Paylaş
Acılı anne, bu cümleyi mahkeme salonu yetersiz kalınca Sanayi Odası’nın salonuna taşınan dava görülürken söyledi.
29 Kasım 2016’da, Adana’nın Aladağ ilçesinde Süleymancılar cemaatinin kontrolündeki kız yurdunda elektrik kontağından kaynaklanan bir yangın çıkmıştı.
Beşinci, altıncı, yedinci, sekizinci sınıf öğrencisi 11 kızımızla, bir genç eğitmen kızı halıyla kaplı, kapıları plastik, kapı kolu bulunmayan ve yangın çıkışları kilitli bir binada hayatını kaybetmişti.
Dün aralarında yurt müdürünün de bulunduğu 7 tutuklu sanık 182 gün sonra ilk kez mahkeme heyetinin karşısındaydı.
Ama önce...
BİR FACİANIN TARİHİ
182 gün içinde neler olduğunu, mesela diken.com.tr’nin arşivinden seçtiğim başlıklarla kronolojik şekilde okuyalım isterim:
- Adana’da öğrenci yurdunda facia: 11 çocuk, bir eğitmen yanarak can verdi
- Çocuklar böyle yandı: Yerler halı, üst kat ahşap, yangın merdiveni kapısı kilitli, dikenli telle sarılıydı.
- Adana’daki yangınla ilgili haberlere “yurt çapında huzur ve güvenin bozulmaması için” yayın yasağı getirildi.
- Adana’daki faciayla ilgili yurt müdürü dahil 6 kişi gözaltına alındı.
- Yurt faciasında yaralanan öğrenciye yalan ifade baskısı.
- Yurt görevlisi facianın ardından (dolaptaki) 35 kilo etin peşine düşmüş.
- Tutukluyken serbest bırakılan 4 yönetici tekrar tutuklandı.
- Facianın yaşandığı kız yurdunda ‘namahrem’ diye denetim yapılmamış.
- Aladağ aileleri: Süleymancıların yurdu kapanmasın diye çocukları MEB gönderdi.
- Müfettiş incelemesinde çıktı: Yurdu sahte raporla kurtarmaya çalışmışlar.
- 12 canın bedeli bu mu? Aladağ faciasının sorumlularına en fazla 15 yıl!
182 GÜN SONRA
Böyle geçti 182 gün işte. Facianın yaşandığı alan düzlendi, kovuşturma sürerken yapılan yıkımla delillerin karartıldığını söyledi ailelerin avukatı Can Atalay.

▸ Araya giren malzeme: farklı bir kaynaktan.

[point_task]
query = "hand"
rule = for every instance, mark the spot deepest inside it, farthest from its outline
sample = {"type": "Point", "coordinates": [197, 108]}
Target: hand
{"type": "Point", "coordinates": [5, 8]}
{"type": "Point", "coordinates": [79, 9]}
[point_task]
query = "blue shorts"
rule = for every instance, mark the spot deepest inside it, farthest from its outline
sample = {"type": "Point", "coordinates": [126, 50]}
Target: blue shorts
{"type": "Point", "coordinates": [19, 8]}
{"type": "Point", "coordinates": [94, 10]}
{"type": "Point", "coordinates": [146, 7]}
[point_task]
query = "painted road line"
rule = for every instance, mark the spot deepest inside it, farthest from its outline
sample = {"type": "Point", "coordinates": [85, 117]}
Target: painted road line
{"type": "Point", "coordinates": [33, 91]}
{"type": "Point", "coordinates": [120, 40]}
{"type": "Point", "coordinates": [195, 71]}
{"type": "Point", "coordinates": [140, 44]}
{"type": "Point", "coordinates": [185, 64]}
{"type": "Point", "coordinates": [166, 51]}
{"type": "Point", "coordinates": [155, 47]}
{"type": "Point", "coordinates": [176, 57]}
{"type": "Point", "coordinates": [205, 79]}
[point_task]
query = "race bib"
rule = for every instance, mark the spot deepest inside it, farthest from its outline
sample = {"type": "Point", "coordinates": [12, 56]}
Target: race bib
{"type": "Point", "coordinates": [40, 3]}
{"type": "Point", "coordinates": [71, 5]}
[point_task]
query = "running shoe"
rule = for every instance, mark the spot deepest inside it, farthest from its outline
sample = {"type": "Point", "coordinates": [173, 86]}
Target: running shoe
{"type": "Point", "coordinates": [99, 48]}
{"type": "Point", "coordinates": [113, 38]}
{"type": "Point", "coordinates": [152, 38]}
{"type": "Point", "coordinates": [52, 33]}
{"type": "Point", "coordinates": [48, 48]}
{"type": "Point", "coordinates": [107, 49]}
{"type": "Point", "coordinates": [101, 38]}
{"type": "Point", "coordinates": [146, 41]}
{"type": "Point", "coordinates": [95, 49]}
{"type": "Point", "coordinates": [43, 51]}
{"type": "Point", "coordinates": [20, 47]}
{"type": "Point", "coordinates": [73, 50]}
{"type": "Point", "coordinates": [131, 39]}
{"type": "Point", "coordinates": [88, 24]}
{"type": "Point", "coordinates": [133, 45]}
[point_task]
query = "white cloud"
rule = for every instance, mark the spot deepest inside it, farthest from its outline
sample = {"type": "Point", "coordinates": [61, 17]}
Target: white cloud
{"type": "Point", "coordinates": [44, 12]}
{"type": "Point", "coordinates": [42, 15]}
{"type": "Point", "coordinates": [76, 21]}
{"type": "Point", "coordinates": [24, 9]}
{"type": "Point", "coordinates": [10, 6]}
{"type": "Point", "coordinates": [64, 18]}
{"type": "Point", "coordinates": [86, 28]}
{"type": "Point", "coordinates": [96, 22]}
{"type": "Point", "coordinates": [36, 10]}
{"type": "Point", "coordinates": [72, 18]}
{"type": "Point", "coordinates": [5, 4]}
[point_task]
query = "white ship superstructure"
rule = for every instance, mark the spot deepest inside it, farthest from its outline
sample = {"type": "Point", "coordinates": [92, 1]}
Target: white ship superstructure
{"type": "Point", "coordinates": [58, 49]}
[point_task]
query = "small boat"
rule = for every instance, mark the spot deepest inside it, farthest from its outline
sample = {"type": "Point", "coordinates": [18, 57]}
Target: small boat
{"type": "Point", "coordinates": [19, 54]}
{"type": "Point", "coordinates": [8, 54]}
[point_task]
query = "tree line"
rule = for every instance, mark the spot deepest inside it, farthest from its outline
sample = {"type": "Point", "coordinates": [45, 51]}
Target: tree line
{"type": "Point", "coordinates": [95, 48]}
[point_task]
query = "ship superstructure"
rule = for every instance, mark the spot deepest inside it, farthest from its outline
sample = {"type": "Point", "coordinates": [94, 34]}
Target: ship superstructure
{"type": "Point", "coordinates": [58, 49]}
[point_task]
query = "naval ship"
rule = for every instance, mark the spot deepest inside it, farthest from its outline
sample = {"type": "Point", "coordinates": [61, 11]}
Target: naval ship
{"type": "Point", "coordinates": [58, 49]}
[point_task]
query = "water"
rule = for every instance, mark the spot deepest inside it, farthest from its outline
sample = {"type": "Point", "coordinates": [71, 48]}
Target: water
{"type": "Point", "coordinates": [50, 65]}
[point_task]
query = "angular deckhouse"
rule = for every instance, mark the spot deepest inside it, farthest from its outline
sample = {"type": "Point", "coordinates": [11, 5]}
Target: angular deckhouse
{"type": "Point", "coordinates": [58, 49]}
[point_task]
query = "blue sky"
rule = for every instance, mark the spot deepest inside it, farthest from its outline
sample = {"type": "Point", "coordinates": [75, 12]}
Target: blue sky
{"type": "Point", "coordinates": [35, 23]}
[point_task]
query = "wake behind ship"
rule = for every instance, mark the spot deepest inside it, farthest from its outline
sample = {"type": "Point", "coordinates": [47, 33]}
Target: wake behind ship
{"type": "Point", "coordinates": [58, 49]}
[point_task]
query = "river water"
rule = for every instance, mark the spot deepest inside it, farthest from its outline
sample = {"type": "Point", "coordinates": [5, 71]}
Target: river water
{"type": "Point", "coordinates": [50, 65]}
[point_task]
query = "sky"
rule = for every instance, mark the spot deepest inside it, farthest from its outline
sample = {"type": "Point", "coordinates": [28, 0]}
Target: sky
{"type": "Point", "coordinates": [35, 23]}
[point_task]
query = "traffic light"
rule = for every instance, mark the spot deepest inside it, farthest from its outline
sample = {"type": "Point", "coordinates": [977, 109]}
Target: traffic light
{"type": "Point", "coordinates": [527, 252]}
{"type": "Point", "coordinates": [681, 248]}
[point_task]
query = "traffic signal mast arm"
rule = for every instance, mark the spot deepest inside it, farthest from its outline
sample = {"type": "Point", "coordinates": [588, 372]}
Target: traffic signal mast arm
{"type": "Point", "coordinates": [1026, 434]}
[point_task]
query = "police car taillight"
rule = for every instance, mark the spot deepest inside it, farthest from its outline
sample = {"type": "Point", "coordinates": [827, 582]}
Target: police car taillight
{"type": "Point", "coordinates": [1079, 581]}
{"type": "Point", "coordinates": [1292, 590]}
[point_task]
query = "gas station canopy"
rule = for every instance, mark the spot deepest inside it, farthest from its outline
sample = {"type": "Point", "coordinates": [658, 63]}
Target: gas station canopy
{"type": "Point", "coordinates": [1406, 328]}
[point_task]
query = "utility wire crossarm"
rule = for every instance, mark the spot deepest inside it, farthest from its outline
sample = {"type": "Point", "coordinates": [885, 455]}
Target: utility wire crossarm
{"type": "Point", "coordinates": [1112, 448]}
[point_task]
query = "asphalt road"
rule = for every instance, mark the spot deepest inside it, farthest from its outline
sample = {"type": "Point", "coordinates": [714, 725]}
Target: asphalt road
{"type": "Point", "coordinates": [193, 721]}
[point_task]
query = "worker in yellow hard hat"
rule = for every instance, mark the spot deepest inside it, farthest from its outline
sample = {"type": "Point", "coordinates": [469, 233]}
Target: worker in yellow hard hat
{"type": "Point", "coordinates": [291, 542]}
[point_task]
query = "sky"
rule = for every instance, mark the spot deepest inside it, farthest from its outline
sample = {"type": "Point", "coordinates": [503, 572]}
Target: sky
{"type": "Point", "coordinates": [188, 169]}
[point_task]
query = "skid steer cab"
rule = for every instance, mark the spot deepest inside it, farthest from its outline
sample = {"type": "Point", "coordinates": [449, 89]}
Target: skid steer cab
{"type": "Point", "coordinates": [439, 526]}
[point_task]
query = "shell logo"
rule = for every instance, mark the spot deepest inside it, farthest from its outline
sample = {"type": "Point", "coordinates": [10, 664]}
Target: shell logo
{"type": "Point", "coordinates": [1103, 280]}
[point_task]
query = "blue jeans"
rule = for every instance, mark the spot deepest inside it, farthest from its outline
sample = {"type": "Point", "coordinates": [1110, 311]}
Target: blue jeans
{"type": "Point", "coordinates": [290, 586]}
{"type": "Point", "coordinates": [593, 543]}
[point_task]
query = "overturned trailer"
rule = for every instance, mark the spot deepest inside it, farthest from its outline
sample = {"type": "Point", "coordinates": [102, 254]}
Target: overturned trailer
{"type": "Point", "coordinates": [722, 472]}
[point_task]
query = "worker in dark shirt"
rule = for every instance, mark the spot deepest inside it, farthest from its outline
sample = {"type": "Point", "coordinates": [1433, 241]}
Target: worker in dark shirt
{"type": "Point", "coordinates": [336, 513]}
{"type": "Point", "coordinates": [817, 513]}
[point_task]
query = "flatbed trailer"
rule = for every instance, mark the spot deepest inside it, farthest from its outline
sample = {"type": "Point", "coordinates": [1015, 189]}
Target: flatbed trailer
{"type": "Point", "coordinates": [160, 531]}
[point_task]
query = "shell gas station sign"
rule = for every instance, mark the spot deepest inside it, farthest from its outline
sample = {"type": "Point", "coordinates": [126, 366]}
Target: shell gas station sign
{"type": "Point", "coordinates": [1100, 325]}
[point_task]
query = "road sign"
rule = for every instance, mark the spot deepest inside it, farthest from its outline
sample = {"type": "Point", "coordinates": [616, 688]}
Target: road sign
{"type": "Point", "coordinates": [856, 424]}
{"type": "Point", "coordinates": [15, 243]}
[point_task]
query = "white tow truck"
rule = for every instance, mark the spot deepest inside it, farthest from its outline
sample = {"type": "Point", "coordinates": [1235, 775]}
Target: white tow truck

İstekleri dışında hesaplarına para yatırıldığını, cemaat mensuplarının para teklif ettiklerini, üstlerinde baskı kurulduğunu, davadan vazgeçmeleri için zorlandıklarını söyledi aileler.
Sanıklar “Kapı kolunu demek çocuklar düşürmüş” gibi bahaneler ürettiler, itfaiyeyi suçladılar vesaire. Ailelerin avukatı ısrarla delillerin karartıldığını vurguladı duruşma boyunca.
Ve yaralı kurtulan çocuklar konuştu:
“F.Z.A., yeniden üçüncü kata çıkıp pencereden atladığını ve ayak bileklerinin kırıldığını kaydetti: Yangın tüpleri vardı ancak biz nasıl açacağımızı bilmiyorduk...”
VE ANNE KONUŞTU
Ve işte anne konuştu: “Biz yavrumuzun külünü bile görmedik; göstermediler, göstermediler...”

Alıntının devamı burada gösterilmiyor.